Author: Tian Yi Source: BKJIA
I left the office at noon because I attended the MS new product release conference that day. When I was on my way to the conference room in a taxi, my colleague called to say that the primary database had a write protection error. This is incredible. All applications rely on this database. In my mind, do not miss anything. Otherwise, you will not be able to participate! So I told my colleagues on the phone to restart the mysql database and try again. Fortunately, the problem is solved after the restart.
As soon as the meeting is over, you can quickly find the cause of the fault. Here we will first describe the platform environment and clarify the logical relationship. This application is composed of a web Front-End Server, a tomcat application server, and a mysql server. All the systems are linux. Your request is sent to the front-end apache server. If the request page is. jsp, apache forwards the request to the tomcat server. tomcat then obtains data from the database or inserts a record into the database. This is a typical layer-3 application logic.
Log on to the mysql server, use the mysql client to connect to the mysql database, and run the command mysql> show processlist. No exception is found, and the load is low. It seems that there is no name here. Next, check the mysql Error Log and find the following exceptions:
080313 11:25:35 InnoDB: Error: cannot allocate 1064960 bytes ofInnoDB: memory with malloc! Total allocated memoryInnoDB: by InnoDB 1233305429 bytes. Operating system errno: 12InnoDB: Check if you should increase the swap file orInnoDB: ulimits of your operating system.InnoDB: On FreeBSD check you have compiled the OS withInnoDB: a big enough maximum process size.InnoDB: Note that in most 32-bit computers the processInnoDB: memory space is limited to 2 GB or 4 GB.InnoDB: We keep retrying the allocation for 60 seconds...080313 11:26:08 [ERROR] /usr/local/mysql/bin/mysqld: Sort aborted080313 11:26:19 InnoDB: Error: cannot allocate 1064960 bytes ofInnoDB: memory with malloc! Total allocated memory |
The error message is that the memory is basically exhausted and there is no space available for allocation. This determines what results in a huge load, resulting in the system memory being squeezed out. However, the database server is now stable and cannot be found for any reason.

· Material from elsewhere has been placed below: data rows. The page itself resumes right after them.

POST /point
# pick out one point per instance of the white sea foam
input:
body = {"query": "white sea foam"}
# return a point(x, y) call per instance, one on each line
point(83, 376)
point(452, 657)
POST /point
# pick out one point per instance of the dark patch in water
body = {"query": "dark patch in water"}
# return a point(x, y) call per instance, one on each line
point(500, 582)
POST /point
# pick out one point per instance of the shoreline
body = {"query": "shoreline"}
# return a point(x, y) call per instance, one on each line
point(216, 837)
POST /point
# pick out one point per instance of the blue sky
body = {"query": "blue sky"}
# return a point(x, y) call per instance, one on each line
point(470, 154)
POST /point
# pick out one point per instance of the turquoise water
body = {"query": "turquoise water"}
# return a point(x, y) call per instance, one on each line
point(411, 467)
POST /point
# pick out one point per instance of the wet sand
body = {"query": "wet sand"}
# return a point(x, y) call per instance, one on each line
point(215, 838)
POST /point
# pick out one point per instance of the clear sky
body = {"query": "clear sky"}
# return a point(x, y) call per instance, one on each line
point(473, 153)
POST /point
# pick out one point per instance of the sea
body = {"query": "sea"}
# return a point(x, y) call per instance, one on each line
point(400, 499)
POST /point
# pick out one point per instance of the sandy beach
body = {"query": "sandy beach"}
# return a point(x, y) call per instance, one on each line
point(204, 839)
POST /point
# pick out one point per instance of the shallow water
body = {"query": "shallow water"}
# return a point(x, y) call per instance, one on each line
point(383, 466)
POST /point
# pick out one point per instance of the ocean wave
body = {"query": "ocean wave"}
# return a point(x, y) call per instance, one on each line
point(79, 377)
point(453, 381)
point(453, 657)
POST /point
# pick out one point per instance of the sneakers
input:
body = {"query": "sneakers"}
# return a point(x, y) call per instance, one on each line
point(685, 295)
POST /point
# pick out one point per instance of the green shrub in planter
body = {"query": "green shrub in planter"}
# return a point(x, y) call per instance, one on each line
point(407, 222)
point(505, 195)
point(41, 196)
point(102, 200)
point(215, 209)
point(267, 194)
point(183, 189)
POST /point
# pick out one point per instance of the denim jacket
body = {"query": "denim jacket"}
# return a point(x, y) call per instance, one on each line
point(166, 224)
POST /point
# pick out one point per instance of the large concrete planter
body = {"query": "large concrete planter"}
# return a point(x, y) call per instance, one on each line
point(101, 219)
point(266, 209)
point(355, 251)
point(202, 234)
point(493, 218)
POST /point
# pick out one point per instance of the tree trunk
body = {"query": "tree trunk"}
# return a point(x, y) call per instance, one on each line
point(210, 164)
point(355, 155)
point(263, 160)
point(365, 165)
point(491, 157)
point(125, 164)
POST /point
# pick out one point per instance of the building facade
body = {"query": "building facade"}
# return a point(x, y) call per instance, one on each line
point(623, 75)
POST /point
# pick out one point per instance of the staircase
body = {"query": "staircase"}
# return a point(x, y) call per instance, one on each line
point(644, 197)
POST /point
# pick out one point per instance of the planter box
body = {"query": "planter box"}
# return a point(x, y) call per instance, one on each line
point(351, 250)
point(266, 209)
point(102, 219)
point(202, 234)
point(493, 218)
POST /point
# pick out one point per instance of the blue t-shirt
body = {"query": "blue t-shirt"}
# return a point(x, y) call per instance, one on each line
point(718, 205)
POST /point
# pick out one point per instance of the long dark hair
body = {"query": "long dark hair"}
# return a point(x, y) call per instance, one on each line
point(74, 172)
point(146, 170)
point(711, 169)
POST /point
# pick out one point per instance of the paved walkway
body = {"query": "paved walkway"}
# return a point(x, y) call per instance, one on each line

I got the basic information and stopped for a moment. So I took the mail and sent an alert email. The content of the email was as follows:
***** Nagios 2.9 *****Notification Type: PROBLEMService: check_loadHost: tomcat nch100Address: 61.154.105.100State: WARNINGDate/Time: Thu Mar 13 10:59:53 CST 2008Additional Info:WARNING - load average: 3.94, 8.56, 9.17 |
The alarm message indicates that the load on the host 61.154.105.100 is too large. This host is a tomcat server. It seems that the problem lies in it. In order to confirm your ideas in the near future, let's take a look at the network traffic:
498) this. style. width = 498; "border = 0> |
|
The traffic diagram shows that,The time when abnormal traffic is generated is exactly the same as the time when alarm information is generated.,Call a colleague again,Q: "You are all in61.154.105.100What did this machine do??", A:" An incorrect executionSQLStatement.SQLStatement ". So far, find out the cause!